BSI Bantu Ojol Belajar Investasi dari Nabung Emas Mulai Rp50 Ribu
Husen Miftahudin • 12 February 2026 13:00
Jakarta: PT Bank Syariah Indonesia (Persero) Tbk atau BSI membantu masyarakat kelas menengah bawah seperti pengemudi ojek daring/online (ojol) untuk mempersiapkan hari tua dengan menabung emas. Ini dilakukan BSI melalui produk layanan Bank Emas.
BSI resmi memperoleh izin operasional sebagai bullion bank (bank emas) dari Otoritas Jasa Keuangan (OJK) pada 12 Februari 2025. Berkat ini, BSI lantas memiliki ragam produk bullion bank yang meliputi jual-beli, penitipan, pembiayaan, hingga simpanan emas.
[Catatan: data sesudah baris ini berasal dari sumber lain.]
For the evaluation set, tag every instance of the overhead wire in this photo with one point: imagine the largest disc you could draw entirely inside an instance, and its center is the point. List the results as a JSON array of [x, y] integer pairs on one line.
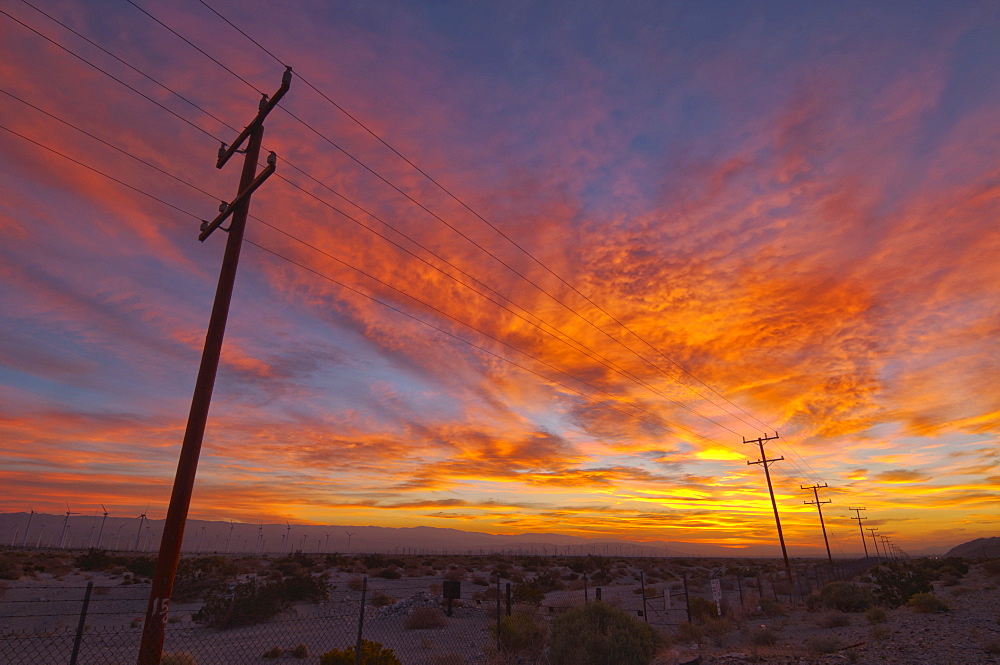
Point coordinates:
[[520, 274], [159, 104], [479, 216], [659, 421], [551, 330]]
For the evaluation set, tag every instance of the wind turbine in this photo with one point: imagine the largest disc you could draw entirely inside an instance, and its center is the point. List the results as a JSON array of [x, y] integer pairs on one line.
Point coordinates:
[[100, 534], [138, 534], [24, 541], [62, 536]]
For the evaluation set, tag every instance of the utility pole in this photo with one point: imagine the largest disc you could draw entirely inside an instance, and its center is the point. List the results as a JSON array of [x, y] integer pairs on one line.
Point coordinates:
[[151, 646], [872, 530], [770, 488], [858, 517], [819, 506]]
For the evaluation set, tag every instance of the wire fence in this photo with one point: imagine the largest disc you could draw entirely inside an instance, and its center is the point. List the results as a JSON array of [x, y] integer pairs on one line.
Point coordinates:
[[417, 621]]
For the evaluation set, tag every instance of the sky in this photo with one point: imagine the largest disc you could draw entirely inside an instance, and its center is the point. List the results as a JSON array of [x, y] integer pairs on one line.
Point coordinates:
[[522, 268]]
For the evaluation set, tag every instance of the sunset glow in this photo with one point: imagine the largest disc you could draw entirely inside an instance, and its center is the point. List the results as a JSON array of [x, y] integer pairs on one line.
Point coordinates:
[[674, 226]]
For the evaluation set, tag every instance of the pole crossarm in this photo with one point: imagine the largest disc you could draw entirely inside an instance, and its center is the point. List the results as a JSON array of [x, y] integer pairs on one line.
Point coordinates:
[[168, 557], [266, 105], [819, 507], [208, 227], [765, 462]]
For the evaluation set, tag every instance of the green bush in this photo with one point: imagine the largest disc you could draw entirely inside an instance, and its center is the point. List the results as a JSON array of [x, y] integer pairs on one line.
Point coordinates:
[[244, 605], [927, 603], [596, 634], [520, 633], [897, 582], [846, 597], [372, 653]]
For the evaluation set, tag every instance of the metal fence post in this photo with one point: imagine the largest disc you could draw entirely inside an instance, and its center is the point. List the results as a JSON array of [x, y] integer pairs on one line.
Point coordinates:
[[498, 612], [361, 620], [687, 598], [83, 624], [642, 583]]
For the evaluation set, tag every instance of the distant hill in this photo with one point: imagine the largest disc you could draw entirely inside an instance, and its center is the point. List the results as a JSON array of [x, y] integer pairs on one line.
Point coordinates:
[[980, 547]]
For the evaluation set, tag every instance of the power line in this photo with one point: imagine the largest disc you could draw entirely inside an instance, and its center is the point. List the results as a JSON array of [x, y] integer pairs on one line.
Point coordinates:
[[562, 336], [110, 75]]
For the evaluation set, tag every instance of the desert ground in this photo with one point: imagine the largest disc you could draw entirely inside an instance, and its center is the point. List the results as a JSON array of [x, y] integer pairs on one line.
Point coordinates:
[[764, 619]]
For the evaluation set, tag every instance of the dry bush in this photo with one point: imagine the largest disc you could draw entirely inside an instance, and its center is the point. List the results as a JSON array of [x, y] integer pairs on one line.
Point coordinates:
[[833, 620], [426, 617], [177, 658], [822, 644], [876, 615], [927, 603], [380, 599], [881, 632]]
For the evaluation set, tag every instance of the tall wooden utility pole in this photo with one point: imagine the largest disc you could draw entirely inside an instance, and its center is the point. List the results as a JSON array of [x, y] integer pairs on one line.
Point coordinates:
[[770, 488], [819, 506], [857, 512], [180, 499]]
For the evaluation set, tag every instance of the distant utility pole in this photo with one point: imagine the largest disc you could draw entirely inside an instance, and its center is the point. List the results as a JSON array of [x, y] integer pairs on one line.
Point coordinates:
[[858, 517], [774, 504], [872, 530], [151, 645], [819, 506]]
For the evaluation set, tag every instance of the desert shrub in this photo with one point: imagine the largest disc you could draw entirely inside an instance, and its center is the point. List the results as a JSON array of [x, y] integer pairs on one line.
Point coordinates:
[[197, 576], [896, 582], [177, 658], [595, 634], [881, 632], [426, 617], [702, 608], [846, 597], [771, 607], [927, 603], [373, 560], [833, 620], [306, 587], [520, 633], [94, 559], [528, 593], [10, 570], [762, 636], [688, 632], [380, 599], [141, 566], [245, 604], [991, 567], [876, 615], [822, 644], [372, 653]]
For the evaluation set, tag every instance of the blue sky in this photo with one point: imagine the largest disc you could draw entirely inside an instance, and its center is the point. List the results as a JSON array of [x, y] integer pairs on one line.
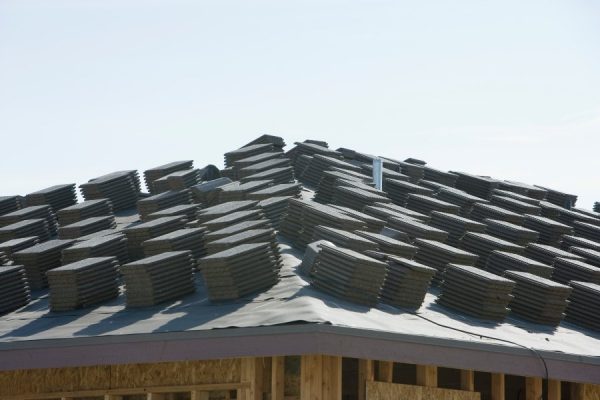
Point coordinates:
[[508, 89]]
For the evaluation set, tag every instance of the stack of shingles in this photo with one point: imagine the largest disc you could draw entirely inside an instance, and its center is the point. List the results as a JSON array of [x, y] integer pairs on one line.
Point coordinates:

"Ketika OJK memberikan license tentang bullion bank yang mengizinkan BSI melakukan transaksi keuangan (emas), ini yang kita pikirkan pertama, bisa enggak ya kita perluas akses orang untuk mempersiapkan masa tuanya lewat investasi tapi dengan produk yang simpel," ucap Direktur Finance and Strategy BSI Ade Cahyo Nugroho dalam rangkaian acara Metro TV Sharia Economic Forum: Accelerating Growth and Prosperity: Path to Global Impact di The Tribrata Hotel, Jakarta, Kamis, 12 Februari 2026
"Kalau pakai saham, berapa banyak yang paham? Tapi kalau emas, mereka mau. Karena mereka mau, akhirnya kita mengeluarkan produk yang bisa membeli emas dalam small pieces (pecahan kecil). Mulai dari Rp50 ribu, supir Gojek, itu juga sudah bisa beli (emas)," tambah dia.
.jpeg)
Direktur Finance and Strategy BSI Ade Cahyo Nugroho. Foto: Metrotvnews.com/Duta Erlangga.
Langkah ini dinilai menjadi upaya nyata emiten berkode saham BRIS ini dalam mewujudkan kesejahteraan masyarakat kelas menengah bawah hingga di masa pensiun. Pasalnya, 99 persen nasabah perbankan saat ini memiliki saldo minim di bawah Rp1 juta.
"Masalahnya harga emas segram kalau kita ke toko hari ini sudah Rp3,3 jutaan. Kalau kembali ke tabungan rekening, hampir dipastikan 99 persen penabung kita, meskipun mau, enggak mampu (membeli emas dalam pecahan biasa yang dimulai dari pecahan 0,5 gram)," urai dia.
Cahyo menekankan, dengan menabung emas, BSI mengajak masyarakat untuk belajar berinvestasi. Hanya dengan Rp50 ribu, masyarakat sudah bisa berinvestasi melalui produk menabung emas di BSI.
"Jumlah kenaikan nasabahnya hampir lima kali lipat 500 persen dalam waktu delapan bulan sejak ada bullion itu. Kita sekarang punya hampir 700 ribu pengguna tabungan emas yang receh, dan tahun ini kita menargetkan dua juta nasabah. Dan kami sangat bangga dengan produk ini. Tapi kami tidak mengizinkan transaksi beli emas gede-gedean di BSI, enggak boleh, kita limitasi. Justru kita ingin mendorong orang-orang yang punya Rp50 ribu, Rp100 ribu, itu mulai memikirkan untuk bisa beli emas," jelas Cahyo.
Ia mengakui, produk dan layanan emas merupakan warna baru bagi bisnis BSI. Dengan menabung emas, juga menjadi akses bagi masyarakat Indonesia untuk lebih meningkatkan adanya kehadiran perbankan syariah di Indonesia.
"Jadi emas ini menjadi warna baru di BSI, yang kita bilang kita muslim, berapa sih yang tetarik dengan produk-produk unik khas syariah seperti tabungan haji, cash waqf linked sukuk? Tapi ada juga muslim yang belum sampai tahapan itu, baru sampai ke 'bisa enggak ya bank syariah bantu beli emas?' Kami mencoba menangkap itu dengan produk emas itu," ucap Cahyo.